If you know anything about bees, then you’re probably familiar with Colony Collapse Disorder (CCD). Colony Collapse Disorder is an unusual phenomenon where bees abandon their hives, never to return.

What is frightening about CCD is that we’re not talking about a few thousand bees here or there. Just in the winter of 2006/2007, tens of billions of bees—more than a quarter of the United States’ bee colonies—were lost to CCD, and since then, more than three million bee colonies have disappeared.

When you think about the number of bee colonies that have been lost to CCD then wonder how our agricultural crops will be pollinated should this problem worsen, it’s hard not to think the word “catastrophic.”

In estimation, insects pollinate one third of the human food supply, most of which is pollinated by bees. In case you need a pollination refresher: Bees land on a flower to eat nectar and pollen. While on the flower, the bee will stuff powdery pollen into little sacks on the back of her legs. When the bee flies to another flower, some of the dusty pollen falls off her legs onto the new flower she’s landed on, thus beginning the plant pollination process (fertilization and sexual reproduction). Pollination is vital, because fruiting of a plant is dependent on fertilization.
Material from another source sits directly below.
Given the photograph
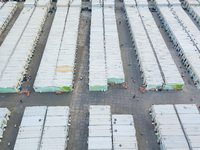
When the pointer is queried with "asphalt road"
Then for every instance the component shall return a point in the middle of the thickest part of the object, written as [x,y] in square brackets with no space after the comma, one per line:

Imagine the catastrophic consequences if crops such as apples, asparagus, avocados, broccoli, blueberries, cantaloupe, celery, citrus, cucumbers, nuts, peaches, and more were unable to fruit, due to lack of pollination, due to the lack of bees. It’s a very scary thought.

We’ve uprooted a very real bee movie that we hope everyone will get the opportunity to watch: Vanishing of the Bees. Check out the trailer.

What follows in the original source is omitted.